If BridgeBio undergoes a fundamental change (as defined in the Indenture), holders may require BridgeBio to repurchase for cash all or any portion of their Notes at a fundamental change repurchase price equal to 100% of the principal amount of the Notes to be repurchased, plus any accrued and unpaid interest to, but excluding, the fundamental change repurchase date.
The Indenture contains customary terms and covenants, including that upon certain events of default occurring and continuing, either the Trustee or the holders of not less than 25% in aggregate principal amount of the Notes then outstanding may declare the entire principal amount of all the Notes plus accrued special interest, if any, to be immediately due and payable.

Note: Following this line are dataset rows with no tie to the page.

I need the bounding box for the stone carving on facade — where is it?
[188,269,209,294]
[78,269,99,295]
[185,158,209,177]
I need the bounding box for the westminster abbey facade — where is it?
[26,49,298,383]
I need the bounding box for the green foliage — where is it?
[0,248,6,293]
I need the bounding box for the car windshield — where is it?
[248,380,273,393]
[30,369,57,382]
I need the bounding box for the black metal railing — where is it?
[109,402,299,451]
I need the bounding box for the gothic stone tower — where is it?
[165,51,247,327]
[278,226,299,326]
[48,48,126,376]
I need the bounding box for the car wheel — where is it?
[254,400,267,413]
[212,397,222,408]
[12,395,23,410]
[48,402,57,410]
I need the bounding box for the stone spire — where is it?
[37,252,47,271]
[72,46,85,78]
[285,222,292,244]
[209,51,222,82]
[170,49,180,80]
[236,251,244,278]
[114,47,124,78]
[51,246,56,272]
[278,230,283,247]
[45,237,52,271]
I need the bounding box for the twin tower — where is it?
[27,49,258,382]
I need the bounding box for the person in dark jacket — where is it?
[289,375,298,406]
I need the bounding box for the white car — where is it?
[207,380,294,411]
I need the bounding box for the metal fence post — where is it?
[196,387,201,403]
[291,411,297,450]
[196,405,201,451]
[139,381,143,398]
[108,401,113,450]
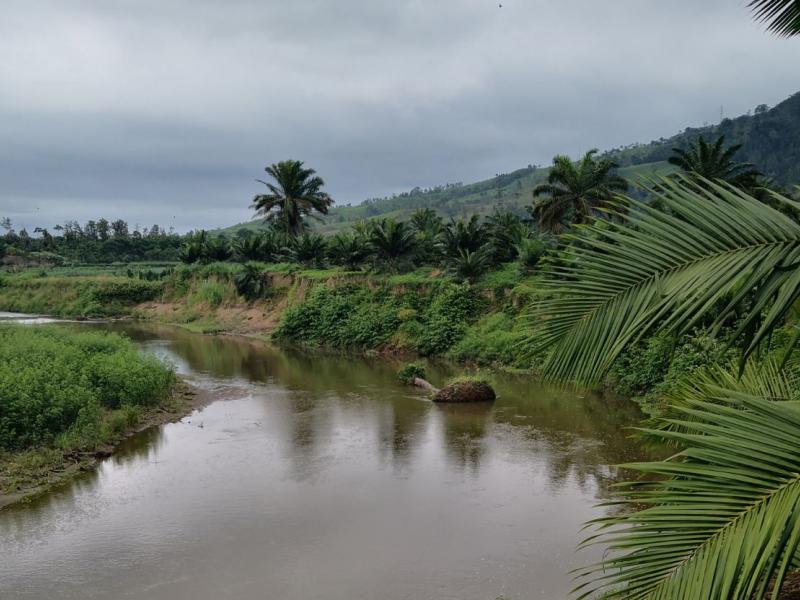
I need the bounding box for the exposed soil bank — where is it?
[0,381,214,510]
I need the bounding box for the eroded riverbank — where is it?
[0,323,646,600]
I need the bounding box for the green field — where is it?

The Notes are BridgeBio’s general unsecured obligations and rank senior in right of payment to all of BridgeBio’s indebtedness that is expressly subordinated in right of payment to the Notes; equal in right of payment with all of BridgeBio’s liabilities that are not so subordinated; effectively junior to any of BridgeBio’s secured indebtedness to the extent of the value of the assets securing such indebtedness; and structurally junior to all indebtedness and other liabilities (including trade payables) of BridgeBio’s subsidiaries.
A copy of the Indenture and form of Note are filed as Exhibit 4.1 and Exhibit 4.2, respectively, to this Current Report on Form 8-K and are incorporated by reference herein. The foregoing description of the Indenture and Notes does not purport to be complete and is qualified in its entirety by reference to such exhibits.